Rédaction Industrie et Technologies
Par la mise en réseau de ses activités de Recherche & Technologies, EADS compte en accroître l'efficacité et la rentabilité.


La société EADS, mise sur l'efficacité de sa recherche. Le n°2 mondial de l'industrie aéronautique et espace met en réseau toutes les activités de recherches menées par ses multiples centres de profits (une vingtaine de business units) et par ses deux Centres de recherche commune de Suresnes et de Munich, intégrés depuis bientôt deux ans.

Objectifs : supprimer les recherches redondantes entre toutes ses entités, qu'elles développent des produits civils, militaires, aéronautiques, ou spatiaux, favoriser le partage des ressources et des résultats, et ainsi accroître la rentabilité des dépenses engagées.

«Une telle efficacité est obligatoire, en l'absence des financements publics dont profitent nos concurrents américains », explique Jean-Marc Thomas, directeur technique et industriel d'EADS. Pour autant, l'entreprise ne peut dépenser sans compter sur ses fonds propres, au risque de réduire ses marges.

Jusqu'alors, les dépenses de recherche (400 millions de dollars annuels) étaient réparties à 23% les deux centres de recherche commune et 77% pour les "business units".

Dans la nouvelle organisation matricielle, 19 domaines de recherche ont été identifiés et font l'objet d'un partage des coûts, des ressources, et des résultats, à la mesure des besoins des centres de profits (Airbus, Astrium, Eurocopter, Eads-Launch Vehicle, Military Aircraft, etc.). L'ensemble est coordonné par un comité de pilotage.

« Il s'agit d'un juste équilibre entre une centralisation (excessive, elle éloigne des produits) et une décentralisation », commente Jean-Yves Mondon, coordinateur du réseau R&T. Les coopérations avec les universités et organismes de recherche sont également incluses dans le schéma de cette recherche de valeur ajoutée et de mise en compétition.

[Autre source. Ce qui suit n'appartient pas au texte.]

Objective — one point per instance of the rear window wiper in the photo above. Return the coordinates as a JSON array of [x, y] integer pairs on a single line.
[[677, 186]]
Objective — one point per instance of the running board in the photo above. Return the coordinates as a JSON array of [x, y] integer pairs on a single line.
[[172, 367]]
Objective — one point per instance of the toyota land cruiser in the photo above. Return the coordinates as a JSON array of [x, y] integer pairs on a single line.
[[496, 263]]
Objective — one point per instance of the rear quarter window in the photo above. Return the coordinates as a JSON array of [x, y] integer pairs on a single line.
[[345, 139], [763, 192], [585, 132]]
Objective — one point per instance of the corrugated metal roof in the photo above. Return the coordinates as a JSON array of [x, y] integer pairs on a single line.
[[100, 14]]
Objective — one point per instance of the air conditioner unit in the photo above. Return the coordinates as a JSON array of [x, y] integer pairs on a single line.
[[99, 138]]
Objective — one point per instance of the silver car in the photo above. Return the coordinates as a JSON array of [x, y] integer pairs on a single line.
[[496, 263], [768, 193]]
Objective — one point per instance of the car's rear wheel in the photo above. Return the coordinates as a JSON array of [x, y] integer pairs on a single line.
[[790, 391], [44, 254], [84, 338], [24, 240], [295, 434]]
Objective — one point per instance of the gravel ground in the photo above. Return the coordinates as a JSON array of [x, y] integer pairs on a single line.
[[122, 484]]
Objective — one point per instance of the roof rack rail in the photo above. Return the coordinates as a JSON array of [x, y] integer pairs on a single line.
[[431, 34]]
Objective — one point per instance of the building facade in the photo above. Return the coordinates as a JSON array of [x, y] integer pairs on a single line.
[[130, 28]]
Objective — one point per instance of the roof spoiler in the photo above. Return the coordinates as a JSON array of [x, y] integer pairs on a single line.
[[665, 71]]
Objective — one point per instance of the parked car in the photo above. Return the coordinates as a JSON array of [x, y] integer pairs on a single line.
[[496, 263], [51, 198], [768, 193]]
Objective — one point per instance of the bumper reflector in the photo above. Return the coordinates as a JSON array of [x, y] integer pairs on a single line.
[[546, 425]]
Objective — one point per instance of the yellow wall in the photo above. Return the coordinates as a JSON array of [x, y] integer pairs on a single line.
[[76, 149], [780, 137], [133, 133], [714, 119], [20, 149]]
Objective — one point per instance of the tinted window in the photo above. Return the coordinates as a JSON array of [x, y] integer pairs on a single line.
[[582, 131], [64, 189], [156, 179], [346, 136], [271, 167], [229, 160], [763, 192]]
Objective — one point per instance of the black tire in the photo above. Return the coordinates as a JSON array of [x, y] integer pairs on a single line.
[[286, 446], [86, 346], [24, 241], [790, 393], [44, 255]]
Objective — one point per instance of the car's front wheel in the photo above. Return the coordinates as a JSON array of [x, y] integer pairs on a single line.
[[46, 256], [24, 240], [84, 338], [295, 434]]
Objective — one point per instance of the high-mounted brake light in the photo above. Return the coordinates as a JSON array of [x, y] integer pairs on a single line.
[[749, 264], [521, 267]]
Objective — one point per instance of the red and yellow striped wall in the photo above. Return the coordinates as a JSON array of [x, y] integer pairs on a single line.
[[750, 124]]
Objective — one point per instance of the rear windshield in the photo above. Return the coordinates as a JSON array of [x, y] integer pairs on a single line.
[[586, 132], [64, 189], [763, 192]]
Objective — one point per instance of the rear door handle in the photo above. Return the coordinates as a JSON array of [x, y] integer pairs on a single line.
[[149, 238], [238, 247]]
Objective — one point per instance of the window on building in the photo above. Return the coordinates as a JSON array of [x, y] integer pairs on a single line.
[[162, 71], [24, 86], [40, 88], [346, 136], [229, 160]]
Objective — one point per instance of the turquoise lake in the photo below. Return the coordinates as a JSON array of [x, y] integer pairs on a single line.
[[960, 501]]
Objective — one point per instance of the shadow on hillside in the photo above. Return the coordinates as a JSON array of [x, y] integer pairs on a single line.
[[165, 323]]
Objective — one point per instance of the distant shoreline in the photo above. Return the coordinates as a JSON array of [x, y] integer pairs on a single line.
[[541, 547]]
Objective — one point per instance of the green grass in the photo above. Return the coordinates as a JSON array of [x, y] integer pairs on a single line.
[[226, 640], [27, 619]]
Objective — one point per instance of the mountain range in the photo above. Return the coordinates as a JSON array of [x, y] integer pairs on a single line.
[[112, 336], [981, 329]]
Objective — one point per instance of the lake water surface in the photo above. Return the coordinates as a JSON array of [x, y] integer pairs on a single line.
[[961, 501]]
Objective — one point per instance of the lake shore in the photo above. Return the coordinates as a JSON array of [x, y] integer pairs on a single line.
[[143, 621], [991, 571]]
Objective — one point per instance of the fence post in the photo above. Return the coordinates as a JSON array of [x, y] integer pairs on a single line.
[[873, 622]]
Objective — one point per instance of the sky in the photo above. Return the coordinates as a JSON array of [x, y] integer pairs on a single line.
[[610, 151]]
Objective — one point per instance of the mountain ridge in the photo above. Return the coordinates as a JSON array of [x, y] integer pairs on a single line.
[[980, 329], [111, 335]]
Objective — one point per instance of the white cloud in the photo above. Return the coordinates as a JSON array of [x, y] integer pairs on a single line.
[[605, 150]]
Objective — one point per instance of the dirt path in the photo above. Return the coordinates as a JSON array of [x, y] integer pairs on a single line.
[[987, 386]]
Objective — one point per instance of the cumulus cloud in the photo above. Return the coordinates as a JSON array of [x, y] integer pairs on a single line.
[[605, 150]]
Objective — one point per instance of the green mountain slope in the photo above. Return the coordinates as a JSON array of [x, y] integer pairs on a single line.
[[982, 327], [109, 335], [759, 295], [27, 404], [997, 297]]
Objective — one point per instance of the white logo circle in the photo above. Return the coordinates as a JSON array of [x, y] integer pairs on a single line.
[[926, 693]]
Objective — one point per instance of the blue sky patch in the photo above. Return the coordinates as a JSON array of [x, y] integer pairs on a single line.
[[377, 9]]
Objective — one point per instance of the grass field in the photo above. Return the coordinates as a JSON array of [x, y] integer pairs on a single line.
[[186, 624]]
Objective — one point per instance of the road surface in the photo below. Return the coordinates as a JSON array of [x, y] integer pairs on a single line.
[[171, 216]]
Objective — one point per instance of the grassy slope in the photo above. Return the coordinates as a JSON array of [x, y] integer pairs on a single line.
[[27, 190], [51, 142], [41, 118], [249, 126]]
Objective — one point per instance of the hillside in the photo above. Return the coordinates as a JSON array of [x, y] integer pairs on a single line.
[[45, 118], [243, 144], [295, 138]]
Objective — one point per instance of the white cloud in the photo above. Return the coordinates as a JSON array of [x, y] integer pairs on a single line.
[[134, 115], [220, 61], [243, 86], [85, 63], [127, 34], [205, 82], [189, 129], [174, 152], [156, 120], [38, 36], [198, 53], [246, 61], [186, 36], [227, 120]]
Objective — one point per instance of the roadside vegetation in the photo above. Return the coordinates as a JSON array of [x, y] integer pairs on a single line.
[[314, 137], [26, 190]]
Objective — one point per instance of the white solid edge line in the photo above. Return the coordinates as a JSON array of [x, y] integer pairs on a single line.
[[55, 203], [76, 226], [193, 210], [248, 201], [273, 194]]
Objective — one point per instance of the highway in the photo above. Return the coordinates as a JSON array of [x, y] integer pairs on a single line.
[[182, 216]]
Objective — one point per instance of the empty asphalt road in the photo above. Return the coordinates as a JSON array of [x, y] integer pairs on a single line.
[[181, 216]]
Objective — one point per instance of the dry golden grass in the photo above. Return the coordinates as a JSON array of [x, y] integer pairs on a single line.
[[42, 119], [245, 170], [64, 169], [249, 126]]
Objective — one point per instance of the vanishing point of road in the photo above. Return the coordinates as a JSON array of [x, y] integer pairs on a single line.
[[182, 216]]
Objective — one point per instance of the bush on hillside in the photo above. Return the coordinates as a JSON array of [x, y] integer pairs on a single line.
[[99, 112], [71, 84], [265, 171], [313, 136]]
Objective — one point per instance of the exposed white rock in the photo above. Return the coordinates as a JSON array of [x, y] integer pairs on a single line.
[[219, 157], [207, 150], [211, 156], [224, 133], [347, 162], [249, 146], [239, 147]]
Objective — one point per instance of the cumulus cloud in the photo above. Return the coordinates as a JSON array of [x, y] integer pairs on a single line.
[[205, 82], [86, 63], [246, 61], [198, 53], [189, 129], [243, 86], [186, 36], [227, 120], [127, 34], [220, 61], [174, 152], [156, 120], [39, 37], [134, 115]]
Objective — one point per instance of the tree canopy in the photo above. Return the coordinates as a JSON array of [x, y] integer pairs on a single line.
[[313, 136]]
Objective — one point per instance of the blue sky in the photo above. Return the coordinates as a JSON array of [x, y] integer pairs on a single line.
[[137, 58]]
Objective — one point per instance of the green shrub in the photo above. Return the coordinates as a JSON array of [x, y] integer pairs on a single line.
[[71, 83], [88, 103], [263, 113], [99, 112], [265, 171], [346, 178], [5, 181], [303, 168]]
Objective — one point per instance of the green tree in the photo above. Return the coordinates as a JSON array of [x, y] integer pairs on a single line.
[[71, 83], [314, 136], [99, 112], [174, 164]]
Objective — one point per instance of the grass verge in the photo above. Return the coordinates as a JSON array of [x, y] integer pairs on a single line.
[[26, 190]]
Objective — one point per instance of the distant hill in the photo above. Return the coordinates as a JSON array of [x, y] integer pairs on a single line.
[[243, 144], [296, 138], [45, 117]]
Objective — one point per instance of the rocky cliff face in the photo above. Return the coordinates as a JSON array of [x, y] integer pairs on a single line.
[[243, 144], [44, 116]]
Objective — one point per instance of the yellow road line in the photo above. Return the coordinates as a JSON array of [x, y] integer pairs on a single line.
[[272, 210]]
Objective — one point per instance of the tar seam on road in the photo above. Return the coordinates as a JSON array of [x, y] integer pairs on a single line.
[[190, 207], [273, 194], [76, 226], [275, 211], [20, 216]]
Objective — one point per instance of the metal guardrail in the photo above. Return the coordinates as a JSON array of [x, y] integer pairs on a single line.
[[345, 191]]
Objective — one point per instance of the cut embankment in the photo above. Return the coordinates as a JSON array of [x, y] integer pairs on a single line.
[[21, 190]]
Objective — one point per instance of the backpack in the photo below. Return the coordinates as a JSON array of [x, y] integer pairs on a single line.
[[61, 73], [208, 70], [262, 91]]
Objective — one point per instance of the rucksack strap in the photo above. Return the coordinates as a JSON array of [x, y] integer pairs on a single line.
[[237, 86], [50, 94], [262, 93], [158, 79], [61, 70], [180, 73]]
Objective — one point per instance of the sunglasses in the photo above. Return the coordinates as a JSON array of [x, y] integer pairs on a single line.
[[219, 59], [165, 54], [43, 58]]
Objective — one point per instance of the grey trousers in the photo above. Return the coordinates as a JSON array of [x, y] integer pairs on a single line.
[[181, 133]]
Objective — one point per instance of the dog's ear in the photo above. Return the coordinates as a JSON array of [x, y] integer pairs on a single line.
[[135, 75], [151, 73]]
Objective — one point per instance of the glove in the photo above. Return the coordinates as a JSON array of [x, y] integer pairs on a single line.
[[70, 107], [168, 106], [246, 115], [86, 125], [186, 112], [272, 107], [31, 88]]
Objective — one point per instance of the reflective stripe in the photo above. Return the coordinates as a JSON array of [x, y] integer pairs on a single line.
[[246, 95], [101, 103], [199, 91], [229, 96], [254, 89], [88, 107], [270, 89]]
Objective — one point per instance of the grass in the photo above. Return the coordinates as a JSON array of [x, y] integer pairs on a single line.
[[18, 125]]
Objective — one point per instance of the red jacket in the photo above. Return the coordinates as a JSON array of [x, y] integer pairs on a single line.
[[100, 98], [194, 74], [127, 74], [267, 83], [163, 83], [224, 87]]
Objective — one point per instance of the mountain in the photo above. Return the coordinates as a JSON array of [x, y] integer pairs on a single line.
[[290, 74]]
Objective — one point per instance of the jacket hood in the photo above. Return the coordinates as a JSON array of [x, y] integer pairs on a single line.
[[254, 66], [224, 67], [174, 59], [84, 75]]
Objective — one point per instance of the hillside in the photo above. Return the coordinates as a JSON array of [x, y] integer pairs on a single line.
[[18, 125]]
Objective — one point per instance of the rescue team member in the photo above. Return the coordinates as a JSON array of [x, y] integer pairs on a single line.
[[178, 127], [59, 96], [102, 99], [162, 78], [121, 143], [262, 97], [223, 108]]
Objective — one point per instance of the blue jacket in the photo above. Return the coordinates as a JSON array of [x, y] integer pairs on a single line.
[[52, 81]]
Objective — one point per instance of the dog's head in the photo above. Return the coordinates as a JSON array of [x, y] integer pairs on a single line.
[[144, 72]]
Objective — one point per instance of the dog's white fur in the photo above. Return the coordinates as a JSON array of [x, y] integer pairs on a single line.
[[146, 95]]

150 projets font déjà l'objet d'un tel partage, sur un objectif cible de 200. Et déjà, plusieurs exemples montrent de très avantageux retours sur investissements.

Tel ce programme de recherche sur la compatibilité électromagnétique et la protection contre la foudre, partagées entre Airbus, MBDA, Eurocopter et un Centre de recherche. Projet qui montre un retour sur investissement moyen de 3,7. Cette mesure, appliquée pour tous les projets est calculée à partir du retour sur résultats et de l'investissement initial pour chaque participant, pour chaque projet.

Ou encore la méthode de contrôle de pilotage H-infini (voir IT 835 p16), qui profitera aussi bien à Ariane 5 qu'aux avions Airbus, aux hélicoptères ou aux missiles. Ph.B.